Plaintiff contends summary judgment is inappropriate because her expert in his affidavit stated his opinion, “based on reasonable medical certainty,” that defendant’s negligence proximately caused the decedent’s death. This testimony must be disregarded because it was flatly contradicted, without explanation, in the expert’s subsequent deposition. See Ford v. Dove, 218 Ga. App. 828 (1) (463 S.E.2d 351) (1995). Moreover, we note that although we have frequently used the phrase “reasonable medical certainty,” see, e. g., Goggin, 209 Ga. App. at 253, it is neither magic nor particularly helpful. Cf. Lee v. Satilla Health Svcs., 220 Ga. App. 885, 887 (2) (470 S.E.2d 461) (1996) (expert’s testimony that he strongly believed proper treatment would have made a difference was sufficient, even though he was not willing to say it was a “reasonable medical certainty” because it could not be proved by scientific data). What courts and juries need from medical experts is not a simple recitation of these words, but a realistic assessment of the likelihood that the alleged negligence caused the injury or death.

Judgment affirmed. Andrews, C.J., and Smith, J., concur.

[1] In a prior appeal, we reversed the trial court’s determination that the hospital could not be liable for the doctor’s negligence. See Abdul-Majeed v. Emory Univ. Hospital, 213 Ga. App. 421 (445 S.E.2d 270) (1994).

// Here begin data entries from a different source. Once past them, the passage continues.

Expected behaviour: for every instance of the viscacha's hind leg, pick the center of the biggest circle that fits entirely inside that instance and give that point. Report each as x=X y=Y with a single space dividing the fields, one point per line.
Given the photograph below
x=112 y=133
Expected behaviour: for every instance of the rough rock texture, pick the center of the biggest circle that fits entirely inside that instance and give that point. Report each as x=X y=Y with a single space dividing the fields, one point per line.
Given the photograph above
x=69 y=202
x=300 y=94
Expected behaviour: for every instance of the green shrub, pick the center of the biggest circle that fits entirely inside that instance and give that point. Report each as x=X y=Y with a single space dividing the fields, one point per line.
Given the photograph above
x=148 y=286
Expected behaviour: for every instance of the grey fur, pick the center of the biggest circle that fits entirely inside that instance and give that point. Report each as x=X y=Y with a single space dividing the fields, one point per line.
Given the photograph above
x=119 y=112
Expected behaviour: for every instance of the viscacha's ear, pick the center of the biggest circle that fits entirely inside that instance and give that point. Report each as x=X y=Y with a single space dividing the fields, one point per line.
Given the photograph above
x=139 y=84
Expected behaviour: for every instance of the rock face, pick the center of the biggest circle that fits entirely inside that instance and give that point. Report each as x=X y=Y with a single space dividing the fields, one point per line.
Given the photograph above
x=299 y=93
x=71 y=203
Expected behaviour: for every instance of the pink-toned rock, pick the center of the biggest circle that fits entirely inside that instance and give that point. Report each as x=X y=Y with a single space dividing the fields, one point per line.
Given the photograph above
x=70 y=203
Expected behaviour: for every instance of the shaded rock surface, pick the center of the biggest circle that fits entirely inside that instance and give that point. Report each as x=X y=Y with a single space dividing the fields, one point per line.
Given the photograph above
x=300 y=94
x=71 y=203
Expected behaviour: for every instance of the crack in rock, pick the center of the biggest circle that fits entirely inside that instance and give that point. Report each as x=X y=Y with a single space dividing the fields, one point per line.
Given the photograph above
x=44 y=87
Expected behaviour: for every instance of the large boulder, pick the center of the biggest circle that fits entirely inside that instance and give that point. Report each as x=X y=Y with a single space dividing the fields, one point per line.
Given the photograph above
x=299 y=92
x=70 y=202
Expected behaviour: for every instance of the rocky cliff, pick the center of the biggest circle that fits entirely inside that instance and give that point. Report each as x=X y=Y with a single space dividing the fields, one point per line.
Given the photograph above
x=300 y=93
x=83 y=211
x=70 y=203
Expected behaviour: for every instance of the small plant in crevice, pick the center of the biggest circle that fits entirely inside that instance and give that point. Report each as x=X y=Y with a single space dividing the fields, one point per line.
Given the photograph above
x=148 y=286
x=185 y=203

DECIDED MARCH 4, 1997 — RECONSIDERATION DENIED MARCH 20, 1997 — CERT. APPLIED FOR.
Wrongful death. DeKalb State Court. Before Judge McLaughlin.

S. Ralph Martin, Jr., Franklin N. Biggins, for appellant.

Jennings Sparwath, Stephen H. Sparwath, Allen Peters, Jonathan C. Peters, Bradley C. Reeves, Michael D. Flint, Long, Weinberg, Ansley Wheeler, Paul L. Weisbecker, for appellees.